Danaen had no loyalties to Gerovia, no shared culture or history. Indeed, they had wanted the large swaths of northern Danaen back from Gerovia for many generations now.
They had more to gain from joining against Gerovia than for it.
Yet, Gerovia was run by cunning, if insidious emperors, who sought nothing less than the complete domination of Enayra in the style of Volesus’s Enayran Empire.
They could not pierce through the Danaen wilds with a military due to their need for reekweed, which even in those days were still heavily controlled by the Danaen Crown. So Gerovia instead began its “soft invasion” of Danaen by intermarrying their princesses into the royal family.

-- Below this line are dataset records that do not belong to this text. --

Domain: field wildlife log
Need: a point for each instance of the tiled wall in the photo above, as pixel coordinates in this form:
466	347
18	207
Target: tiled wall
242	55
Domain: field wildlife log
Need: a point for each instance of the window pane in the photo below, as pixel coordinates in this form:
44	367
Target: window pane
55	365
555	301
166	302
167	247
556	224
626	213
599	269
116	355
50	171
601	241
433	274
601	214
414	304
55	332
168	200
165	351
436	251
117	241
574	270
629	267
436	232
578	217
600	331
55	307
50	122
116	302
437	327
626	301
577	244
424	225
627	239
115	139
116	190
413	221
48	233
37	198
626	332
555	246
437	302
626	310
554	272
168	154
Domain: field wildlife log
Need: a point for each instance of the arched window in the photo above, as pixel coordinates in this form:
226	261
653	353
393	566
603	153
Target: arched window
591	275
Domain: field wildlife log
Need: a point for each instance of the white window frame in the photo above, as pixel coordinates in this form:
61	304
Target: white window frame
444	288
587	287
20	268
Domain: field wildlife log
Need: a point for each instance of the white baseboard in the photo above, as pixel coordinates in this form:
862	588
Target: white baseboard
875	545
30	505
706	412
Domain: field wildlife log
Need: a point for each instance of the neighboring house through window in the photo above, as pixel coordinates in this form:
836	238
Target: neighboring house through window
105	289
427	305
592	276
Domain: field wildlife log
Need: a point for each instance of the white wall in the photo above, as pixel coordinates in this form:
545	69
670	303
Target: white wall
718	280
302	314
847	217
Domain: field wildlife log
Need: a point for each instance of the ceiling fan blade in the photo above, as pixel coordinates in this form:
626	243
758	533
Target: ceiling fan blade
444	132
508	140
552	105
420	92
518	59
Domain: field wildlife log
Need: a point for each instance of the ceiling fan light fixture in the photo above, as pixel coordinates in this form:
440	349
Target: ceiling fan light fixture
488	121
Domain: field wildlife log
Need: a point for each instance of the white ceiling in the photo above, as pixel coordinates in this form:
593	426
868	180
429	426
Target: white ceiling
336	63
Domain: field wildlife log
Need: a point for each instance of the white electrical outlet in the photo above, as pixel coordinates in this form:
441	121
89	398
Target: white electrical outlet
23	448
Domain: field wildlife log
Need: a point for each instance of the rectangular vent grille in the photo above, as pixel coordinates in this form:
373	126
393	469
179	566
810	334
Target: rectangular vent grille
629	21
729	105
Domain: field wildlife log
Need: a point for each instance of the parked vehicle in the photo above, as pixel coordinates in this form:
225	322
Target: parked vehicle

They bribed chieftains and local leaders in attempts to sway the kingship in their favour, and married off their daughters to princes, chieftains and future kings, knowing they could exploit the diarchy to that end.
With their princesses eventually becoming Queen Mothers, and part of the diarchy, holding sway over the kings, their sons, Gerovia could begin influencing Danaen politics in their favour.
Gerovia manipulated Danaen politics for about two-centuries, and at the height of their influence, they were able negotiate the “exchange” of northern Danaen into Gerovian control. It was not so much an exchange, as the Danaen received, truthfully, very little in return.
With northern Danaen under their control, Gerovia now controlled a large swath of the reekweed production, and thus, could easily dictate its will to Danaen even further.
And so, Danaen, whether or not they believed in Gerovia’s promise of returning northern Danaen after the war, joined the war on Gerovia’s side.
But this war became Gerovia’s undoing.
War is expensive, and fighting a war against a majority of the continent is surprisingly time consuming.
The Gerovia’s believed their control over the Danaen kingdom unbreakable and complete. In truth, they may have been right, but they did not account for the sitting monarch to die.
Danaen withdrew from the war, and without Gerovian money and political influence funnelling into their royal palace and political systems, a king without ties to Gerovia was elected, and he returned to the war, proclaiming himself on the side of the Grand Coalition, which became the Grand Alliance.
They took northern Danaen back by military force, and the armies of the Coalition pushed towards the Gerovian capital, sacking it and imposing their peace upon the former empire.